Wall Street rebondit : le S&P 500 signe sa meilleure semaine depuis novembre
Le S&P 500 a mis fin à cinq semaines de pertes consécutives grâce à un rapport sur l'emploi solide et des espoirs de cessez le feu en Iran. Le CAC 40 a suivi le mouvement avec une hausse de plus de 2 %.

Après cinq semaines consécutives de recul, Wall Street a retrouvé des couleurs. Le S&P 500 a enregistré sa meilleure performance hebdomadaire depuis novembre, porté par un rapport sur l'emploi américain bien meilleur qu'attendu et par l'espoir d'une résolution du conflit en Iran. Pour les investisseurs européens et les épargnants français, ce retournement pose une question centrale : s'agit il d'un véritable point d'inflexion ou d'un simple rebond technique ?

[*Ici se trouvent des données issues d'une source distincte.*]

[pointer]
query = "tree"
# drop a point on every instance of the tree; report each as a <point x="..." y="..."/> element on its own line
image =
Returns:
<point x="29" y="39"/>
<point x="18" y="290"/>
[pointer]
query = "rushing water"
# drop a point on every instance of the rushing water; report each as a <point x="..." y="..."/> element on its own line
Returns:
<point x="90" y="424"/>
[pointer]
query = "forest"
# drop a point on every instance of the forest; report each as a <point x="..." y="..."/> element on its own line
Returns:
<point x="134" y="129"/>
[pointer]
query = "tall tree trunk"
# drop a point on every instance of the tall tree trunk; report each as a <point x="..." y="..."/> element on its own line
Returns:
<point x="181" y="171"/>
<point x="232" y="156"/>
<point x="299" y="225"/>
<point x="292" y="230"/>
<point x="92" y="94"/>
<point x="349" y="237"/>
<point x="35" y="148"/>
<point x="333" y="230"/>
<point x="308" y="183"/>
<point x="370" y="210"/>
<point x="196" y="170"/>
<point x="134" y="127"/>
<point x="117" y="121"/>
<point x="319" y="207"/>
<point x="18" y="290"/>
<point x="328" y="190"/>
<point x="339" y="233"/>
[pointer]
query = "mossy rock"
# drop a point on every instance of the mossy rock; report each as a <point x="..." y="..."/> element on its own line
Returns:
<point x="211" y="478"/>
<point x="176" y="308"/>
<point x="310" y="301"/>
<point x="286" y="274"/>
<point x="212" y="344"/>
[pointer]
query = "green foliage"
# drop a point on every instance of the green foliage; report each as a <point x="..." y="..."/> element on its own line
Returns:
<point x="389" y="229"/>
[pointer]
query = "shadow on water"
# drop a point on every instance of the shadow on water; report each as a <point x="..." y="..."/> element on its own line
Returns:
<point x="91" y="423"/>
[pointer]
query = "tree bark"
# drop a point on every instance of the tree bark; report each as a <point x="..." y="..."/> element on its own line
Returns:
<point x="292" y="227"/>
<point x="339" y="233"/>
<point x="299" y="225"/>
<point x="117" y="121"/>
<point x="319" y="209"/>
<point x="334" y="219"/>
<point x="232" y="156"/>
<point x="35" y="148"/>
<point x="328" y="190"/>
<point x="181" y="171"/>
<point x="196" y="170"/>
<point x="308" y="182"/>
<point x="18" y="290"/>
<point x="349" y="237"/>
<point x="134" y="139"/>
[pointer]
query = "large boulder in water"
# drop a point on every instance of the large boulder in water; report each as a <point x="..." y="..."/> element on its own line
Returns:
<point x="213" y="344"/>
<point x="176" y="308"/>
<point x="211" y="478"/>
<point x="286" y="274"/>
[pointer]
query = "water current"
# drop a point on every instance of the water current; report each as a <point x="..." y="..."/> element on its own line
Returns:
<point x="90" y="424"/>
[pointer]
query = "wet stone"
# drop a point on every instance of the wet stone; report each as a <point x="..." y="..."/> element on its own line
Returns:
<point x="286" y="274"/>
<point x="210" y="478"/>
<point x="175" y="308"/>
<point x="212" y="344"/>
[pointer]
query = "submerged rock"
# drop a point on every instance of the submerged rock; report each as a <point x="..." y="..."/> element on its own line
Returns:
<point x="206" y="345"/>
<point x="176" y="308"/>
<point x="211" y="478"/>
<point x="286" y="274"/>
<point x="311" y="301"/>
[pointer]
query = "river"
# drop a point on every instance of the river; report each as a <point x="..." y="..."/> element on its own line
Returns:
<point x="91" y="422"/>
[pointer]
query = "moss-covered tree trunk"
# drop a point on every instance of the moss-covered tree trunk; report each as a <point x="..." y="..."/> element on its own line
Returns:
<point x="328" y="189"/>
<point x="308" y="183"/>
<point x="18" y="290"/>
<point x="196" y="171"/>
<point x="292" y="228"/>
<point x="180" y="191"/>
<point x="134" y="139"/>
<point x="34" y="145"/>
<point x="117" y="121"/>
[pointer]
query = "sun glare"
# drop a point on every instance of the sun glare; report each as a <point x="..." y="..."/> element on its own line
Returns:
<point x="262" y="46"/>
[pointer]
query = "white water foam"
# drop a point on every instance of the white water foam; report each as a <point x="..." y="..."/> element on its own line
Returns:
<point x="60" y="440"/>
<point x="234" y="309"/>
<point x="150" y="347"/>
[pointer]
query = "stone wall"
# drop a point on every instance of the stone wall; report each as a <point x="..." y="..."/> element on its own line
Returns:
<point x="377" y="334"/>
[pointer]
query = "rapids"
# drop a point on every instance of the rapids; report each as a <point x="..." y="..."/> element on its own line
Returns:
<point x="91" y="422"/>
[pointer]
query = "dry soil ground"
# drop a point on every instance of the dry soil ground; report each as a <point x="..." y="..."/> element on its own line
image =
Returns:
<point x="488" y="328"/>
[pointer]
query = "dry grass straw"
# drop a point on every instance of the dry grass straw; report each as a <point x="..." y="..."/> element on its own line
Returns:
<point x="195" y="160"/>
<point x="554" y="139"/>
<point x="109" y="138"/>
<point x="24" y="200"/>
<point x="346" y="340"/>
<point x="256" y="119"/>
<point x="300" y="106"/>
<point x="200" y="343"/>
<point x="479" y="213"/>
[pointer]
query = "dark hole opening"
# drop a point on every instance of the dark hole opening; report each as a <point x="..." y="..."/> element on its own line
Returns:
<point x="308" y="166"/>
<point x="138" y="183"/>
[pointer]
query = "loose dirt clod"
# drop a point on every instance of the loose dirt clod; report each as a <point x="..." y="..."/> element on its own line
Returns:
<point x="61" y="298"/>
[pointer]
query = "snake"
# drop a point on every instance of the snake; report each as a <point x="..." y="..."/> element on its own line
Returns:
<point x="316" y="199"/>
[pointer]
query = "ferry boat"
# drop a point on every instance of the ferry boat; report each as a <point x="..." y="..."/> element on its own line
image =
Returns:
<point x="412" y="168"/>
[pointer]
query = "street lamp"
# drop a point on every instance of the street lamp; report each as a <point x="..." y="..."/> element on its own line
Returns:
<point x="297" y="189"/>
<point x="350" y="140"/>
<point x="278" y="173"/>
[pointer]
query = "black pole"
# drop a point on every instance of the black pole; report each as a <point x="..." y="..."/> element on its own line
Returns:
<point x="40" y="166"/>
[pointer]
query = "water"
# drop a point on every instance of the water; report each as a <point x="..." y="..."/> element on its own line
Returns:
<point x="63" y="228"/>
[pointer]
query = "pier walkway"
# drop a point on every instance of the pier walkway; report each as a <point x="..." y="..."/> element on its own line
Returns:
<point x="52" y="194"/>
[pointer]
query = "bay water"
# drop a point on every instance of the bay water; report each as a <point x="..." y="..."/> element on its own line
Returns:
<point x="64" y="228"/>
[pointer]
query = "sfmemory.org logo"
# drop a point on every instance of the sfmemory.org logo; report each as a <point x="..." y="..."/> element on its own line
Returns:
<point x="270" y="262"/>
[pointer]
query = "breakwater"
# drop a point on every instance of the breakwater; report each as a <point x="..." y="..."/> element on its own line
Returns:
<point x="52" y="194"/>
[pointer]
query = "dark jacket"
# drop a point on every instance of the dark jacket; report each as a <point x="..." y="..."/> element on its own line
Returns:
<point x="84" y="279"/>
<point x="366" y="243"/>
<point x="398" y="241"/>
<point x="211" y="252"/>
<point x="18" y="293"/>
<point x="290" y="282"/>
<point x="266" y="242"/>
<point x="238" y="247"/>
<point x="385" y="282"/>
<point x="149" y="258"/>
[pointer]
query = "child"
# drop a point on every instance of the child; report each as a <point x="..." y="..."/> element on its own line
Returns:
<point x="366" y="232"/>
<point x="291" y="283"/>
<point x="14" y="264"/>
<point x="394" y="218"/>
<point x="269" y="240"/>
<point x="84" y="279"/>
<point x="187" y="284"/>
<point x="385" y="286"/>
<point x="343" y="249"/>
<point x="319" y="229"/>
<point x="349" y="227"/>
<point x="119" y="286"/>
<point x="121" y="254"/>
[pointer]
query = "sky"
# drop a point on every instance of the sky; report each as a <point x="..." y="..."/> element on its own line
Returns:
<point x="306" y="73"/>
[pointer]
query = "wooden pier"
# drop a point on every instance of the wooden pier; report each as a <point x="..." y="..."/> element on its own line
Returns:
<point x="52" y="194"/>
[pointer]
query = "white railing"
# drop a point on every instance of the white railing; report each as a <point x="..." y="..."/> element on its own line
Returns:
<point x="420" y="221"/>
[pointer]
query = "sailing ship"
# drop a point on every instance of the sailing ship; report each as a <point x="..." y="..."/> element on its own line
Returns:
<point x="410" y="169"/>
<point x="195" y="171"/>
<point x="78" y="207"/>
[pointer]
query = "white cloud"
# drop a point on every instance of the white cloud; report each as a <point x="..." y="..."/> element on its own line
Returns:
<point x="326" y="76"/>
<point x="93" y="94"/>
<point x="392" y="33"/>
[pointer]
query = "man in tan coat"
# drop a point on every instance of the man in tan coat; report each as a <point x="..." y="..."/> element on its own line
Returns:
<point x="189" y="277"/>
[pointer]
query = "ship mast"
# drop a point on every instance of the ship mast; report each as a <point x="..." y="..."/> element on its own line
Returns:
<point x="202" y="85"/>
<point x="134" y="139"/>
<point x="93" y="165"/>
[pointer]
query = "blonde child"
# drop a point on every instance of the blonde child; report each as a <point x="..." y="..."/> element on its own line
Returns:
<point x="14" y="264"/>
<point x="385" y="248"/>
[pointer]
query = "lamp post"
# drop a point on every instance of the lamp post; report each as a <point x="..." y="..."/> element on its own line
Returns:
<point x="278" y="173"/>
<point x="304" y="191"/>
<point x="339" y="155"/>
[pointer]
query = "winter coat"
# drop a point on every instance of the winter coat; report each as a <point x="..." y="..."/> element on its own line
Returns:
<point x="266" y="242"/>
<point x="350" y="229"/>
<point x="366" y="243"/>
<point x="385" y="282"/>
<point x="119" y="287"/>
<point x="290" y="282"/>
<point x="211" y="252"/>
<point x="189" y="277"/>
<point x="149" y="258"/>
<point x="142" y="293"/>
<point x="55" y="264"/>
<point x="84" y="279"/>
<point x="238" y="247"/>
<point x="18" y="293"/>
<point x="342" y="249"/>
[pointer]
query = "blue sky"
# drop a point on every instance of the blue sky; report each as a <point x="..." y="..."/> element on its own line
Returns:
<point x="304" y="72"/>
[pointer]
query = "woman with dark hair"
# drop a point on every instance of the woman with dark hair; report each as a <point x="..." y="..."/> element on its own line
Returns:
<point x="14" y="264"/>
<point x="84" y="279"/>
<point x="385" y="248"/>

Un rallye porté par l'emploi et la géopolitique
La semaine écourtée (les marchés américains étaient fermés vendredi pour le Vendredi saint) s'est achevée sur une note résolument positive. Le S&P 500 a progressé de 1,63 % pour clôturer à 6 582 points. Le Nasdaq Composite a gagné 2,20 %, tandis que le Dow Jones Industrial Average a avancé de 1,18 % à 46 504 points. L'indice Russell 2000 des petites capitalisations a suivi avec une hausse de 1,47 %.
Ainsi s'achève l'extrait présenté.